Professore, quali sono le criticità di Rosignano?
«Fatta eccezione per il Fine, in cui sono stati fatti interventi, gli altri sono piccoli corsi d’acqua che nel tratto finale entrano nelle zone urbanizzate ma soprattutto passano attraverso l’Aurelia e la Ferrovia, le due linee che tagliano la Costa. Il problema quindi sono i ponticelli che non sono in grado di contenere portate superiori a quelle che si verificano ogni 30 anni. Una situazione che coinvolge il territorio da Livorno fino a Cecina, dove invece ci sono bacini più grandi e con difficoltà diverse».

Cosa intende?
«A Rosignano ci sono bacini piccoli che con piogge di due ore entrano in crisi, se queste hanno un tempo di ritorno superiore ai 30 anni. Ed ora è abbastanza facile che accadano. Quindi per intendersi con piogge come quelle che hanno caratterizzato la Valdicecina, il territorio di Rosignano sarebbe a rischio. Da verifiche effettuate quasi tutti i ponti non reggerebbero le portate a cui abbiamo assistito e quindi dobbiamo aspettarci delle inondazioni».

Cosa si può fare?
«Allargare i ponti non è facile. Non è banale né come tipologia di interventi né come costi. Quindi è necessario realizzare dei bacini di laminazione a monte. In alcuni casi ci sono progetti, altre piccole cose sono state realizzate. A Livorno soprattutto».

E più a sud?
«Nella zona a sud di Livorno si è fatto molto poco. E tanti progetti sono fermi per problemi di impatto ambientale. Oggi è difficile togliere un albero da un corso d’acqua: lo voglio dire, dobbiamo far pace con il cervello. Se vogliamo che i corsi d’acqua siano pieni di alberi, dobbiamo accettare che l’acqua vada fuori e ci inondi. Altrimenti vanno tolti, in modo opportuno, senza distruggere l’ambiente. Spesso l’impatto ambientale è un po’ lo scudo per fermare lavori che invece sarebbero fondamentali. Per carità, strumento fondamentale, ma oggi è troppo sbilanciato verso la salvaguardia dell’ambiente a dispetto invece dei disastri che avvengono. Non voglio essere polemico, tengo molto all’ambiente, ma se c’è un alveo che deve far passare una certa portata deve essere libero. Il modo di tenerci gli alberi c’è ma in quel caso l’alveo deve essere tre volte tanto e questo, cozza con le difficoltà di spazio che abbiamo».

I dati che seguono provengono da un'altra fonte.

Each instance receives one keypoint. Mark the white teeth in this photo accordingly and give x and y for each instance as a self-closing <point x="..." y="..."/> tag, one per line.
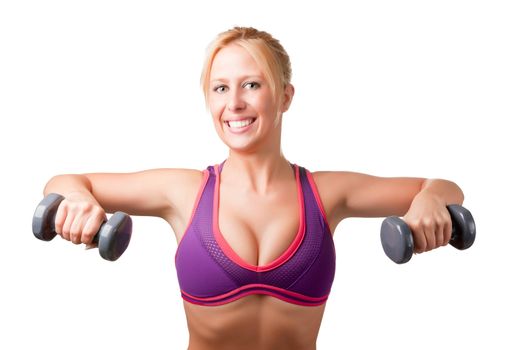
<point x="240" y="123"/>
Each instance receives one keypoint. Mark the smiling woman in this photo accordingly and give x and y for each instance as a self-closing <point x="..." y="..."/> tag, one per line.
<point x="255" y="257"/>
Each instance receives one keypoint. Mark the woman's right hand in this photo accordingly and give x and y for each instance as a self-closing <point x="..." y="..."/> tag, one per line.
<point x="79" y="217"/>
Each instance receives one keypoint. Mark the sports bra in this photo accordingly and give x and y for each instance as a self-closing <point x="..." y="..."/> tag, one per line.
<point x="210" y="273"/>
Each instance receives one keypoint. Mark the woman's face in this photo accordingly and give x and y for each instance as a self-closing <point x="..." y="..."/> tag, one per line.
<point x="240" y="100"/>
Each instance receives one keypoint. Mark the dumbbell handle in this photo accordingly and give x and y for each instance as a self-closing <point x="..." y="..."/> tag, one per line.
<point x="397" y="239"/>
<point x="112" y="238"/>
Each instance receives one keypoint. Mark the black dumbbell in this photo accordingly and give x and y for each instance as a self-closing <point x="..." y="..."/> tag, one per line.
<point x="112" y="238"/>
<point x="397" y="239"/>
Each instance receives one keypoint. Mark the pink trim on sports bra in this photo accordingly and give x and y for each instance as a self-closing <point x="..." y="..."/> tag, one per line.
<point x="317" y="198"/>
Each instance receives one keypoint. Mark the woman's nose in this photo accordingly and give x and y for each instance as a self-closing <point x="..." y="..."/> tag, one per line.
<point x="236" y="101"/>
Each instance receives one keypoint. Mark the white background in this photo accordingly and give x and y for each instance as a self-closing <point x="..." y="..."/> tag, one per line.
<point x="390" y="88"/>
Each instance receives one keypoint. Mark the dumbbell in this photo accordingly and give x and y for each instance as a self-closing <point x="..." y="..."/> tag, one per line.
<point x="397" y="239"/>
<point x="112" y="238"/>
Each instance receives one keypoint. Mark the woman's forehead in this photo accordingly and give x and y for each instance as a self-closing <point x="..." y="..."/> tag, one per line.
<point x="234" y="61"/>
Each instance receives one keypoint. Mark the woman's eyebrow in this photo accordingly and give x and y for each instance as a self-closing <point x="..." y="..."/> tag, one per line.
<point x="245" y="77"/>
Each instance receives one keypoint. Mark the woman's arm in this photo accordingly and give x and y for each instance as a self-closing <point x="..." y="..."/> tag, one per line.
<point x="157" y="192"/>
<point x="421" y="202"/>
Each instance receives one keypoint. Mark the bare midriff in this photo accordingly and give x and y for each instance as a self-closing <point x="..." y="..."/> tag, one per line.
<point x="255" y="322"/>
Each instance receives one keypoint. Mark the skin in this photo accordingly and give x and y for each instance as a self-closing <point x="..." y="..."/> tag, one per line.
<point x="257" y="176"/>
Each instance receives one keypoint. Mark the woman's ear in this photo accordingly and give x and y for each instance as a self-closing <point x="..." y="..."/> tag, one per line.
<point x="288" y="94"/>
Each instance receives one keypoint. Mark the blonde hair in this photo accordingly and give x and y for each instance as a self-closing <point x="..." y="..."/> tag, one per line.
<point x="265" y="50"/>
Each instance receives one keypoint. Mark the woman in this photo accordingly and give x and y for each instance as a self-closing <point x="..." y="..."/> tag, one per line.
<point x="255" y="268"/>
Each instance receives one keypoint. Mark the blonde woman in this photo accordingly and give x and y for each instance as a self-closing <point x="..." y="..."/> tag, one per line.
<point x="255" y="257"/>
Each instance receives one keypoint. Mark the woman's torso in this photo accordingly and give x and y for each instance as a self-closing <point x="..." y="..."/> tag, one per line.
<point x="258" y="228"/>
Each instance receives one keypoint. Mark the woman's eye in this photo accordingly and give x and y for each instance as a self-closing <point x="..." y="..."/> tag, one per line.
<point x="220" y="89"/>
<point x="252" y="85"/>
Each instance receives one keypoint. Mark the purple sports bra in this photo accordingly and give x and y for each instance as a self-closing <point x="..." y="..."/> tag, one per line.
<point x="210" y="272"/>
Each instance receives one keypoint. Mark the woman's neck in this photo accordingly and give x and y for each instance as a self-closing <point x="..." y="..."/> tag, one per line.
<point x="256" y="172"/>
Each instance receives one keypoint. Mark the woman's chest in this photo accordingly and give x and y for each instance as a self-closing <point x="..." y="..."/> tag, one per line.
<point x="259" y="229"/>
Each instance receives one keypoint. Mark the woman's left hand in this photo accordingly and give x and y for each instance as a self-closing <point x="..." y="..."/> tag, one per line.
<point x="429" y="221"/>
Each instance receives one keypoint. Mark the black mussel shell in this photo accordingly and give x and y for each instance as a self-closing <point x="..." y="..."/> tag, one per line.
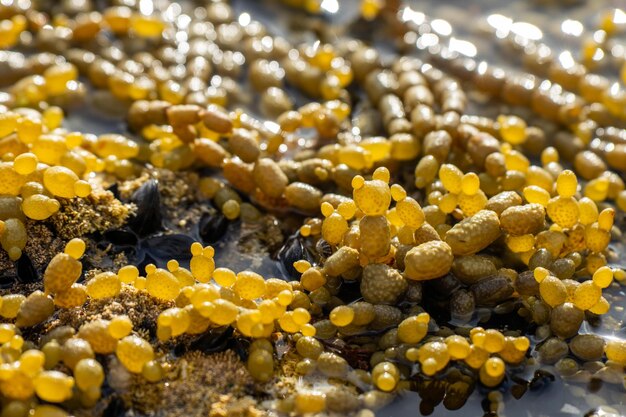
<point x="166" y="247"/>
<point x="293" y="250"/>
<point x="148" y="218"/>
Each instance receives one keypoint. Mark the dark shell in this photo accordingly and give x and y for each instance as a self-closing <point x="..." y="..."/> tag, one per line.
<point x="293" y="250"/>
<point x="166" y="247"/>
<point x="148" y="218"/>
<point x="121" y="237"/>
<point x="492" y="290"/>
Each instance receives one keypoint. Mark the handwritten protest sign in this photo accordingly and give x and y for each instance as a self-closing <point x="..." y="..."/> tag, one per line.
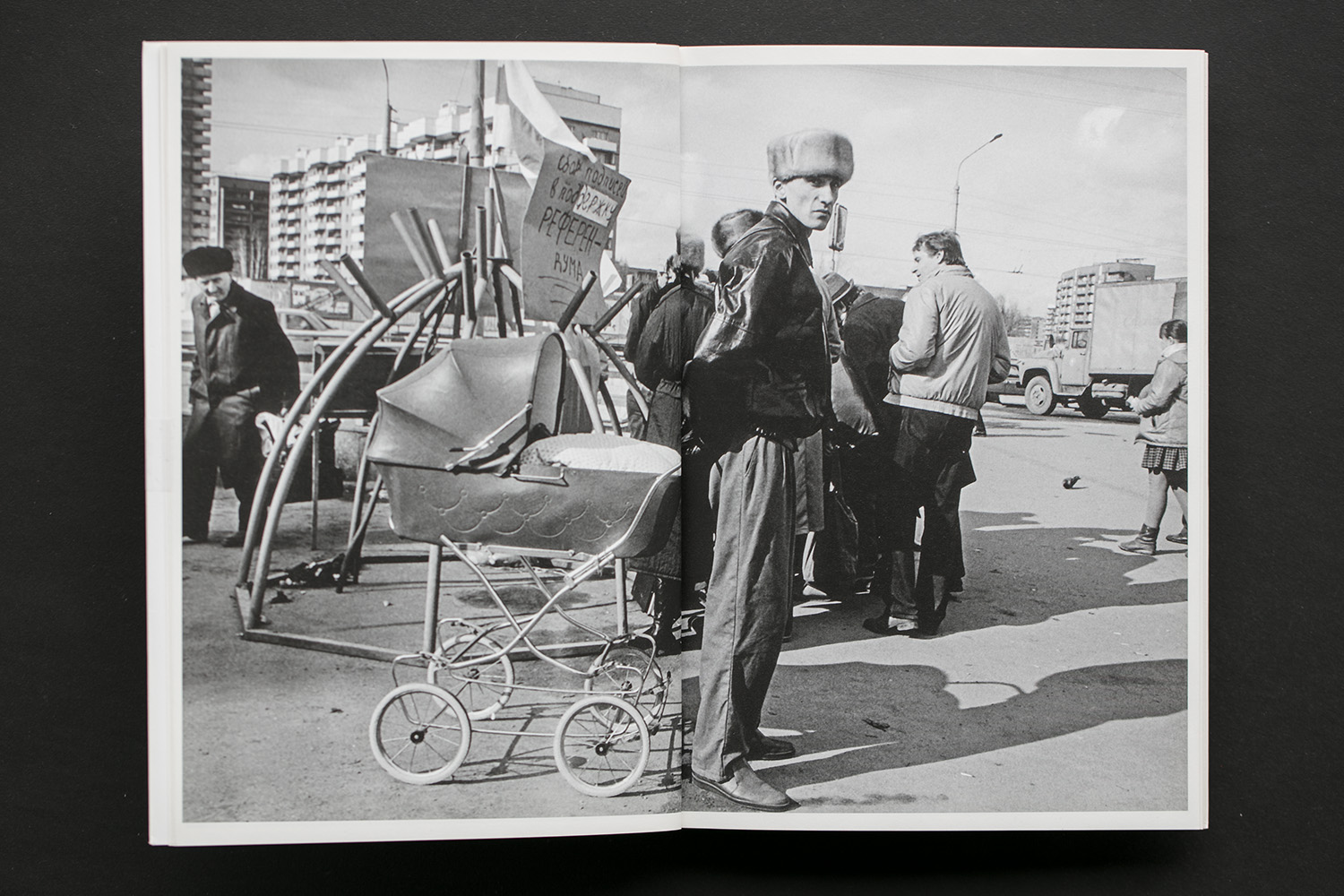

Anche giovedì 3 ottobre il torrente Sterza ha fatto paura e creato qualche danno

«Per lo Sterza le piogge devono essere più importanti ma anche in questo caso, oltre il trentennale, alcuni sistemi arginali vanno in crisi perché costruiti 100 anni fa. È facile che un argine per sormonto o sifonamento si possa rompere. Lì serve un controllo degli argini e dei fiumi costante: qualcuno che ogni settimana controlli, sentinelle com’erano le guardie idrauliche per i torrenti classificati. O si investe massicciamente su interventi sugli argini oppure non riusciremo mai a metterci in sicurezza».

Lo diciamo da anni…
«Il piano bacino dell’ Arno era un investimento da 2mila miliardi (in Lire, all’epoca, ndr) da fare in 20 anni. Erano gli anni Novanta quando fu elaborato. Siamo al 2024 e ne è stato fatto il 5%. Se questi sono gli investimenti che facciamo, poi quando piove ci becchiamo l’alluvione».

E il Cecina?

«Anche il sistema del Cecina non è regimato per queste portate. Dobbiamo ammettere che la scienza non è in grado di prevedere gli eventi e dove colpiranno esattamente ma siamo in grado di avere mappe dei possibili allagamenti. Almeno su questo dovremmo lavorare: capire in caso di nubifragio in un punto quali danni causerà da li a breve e in quali tempi».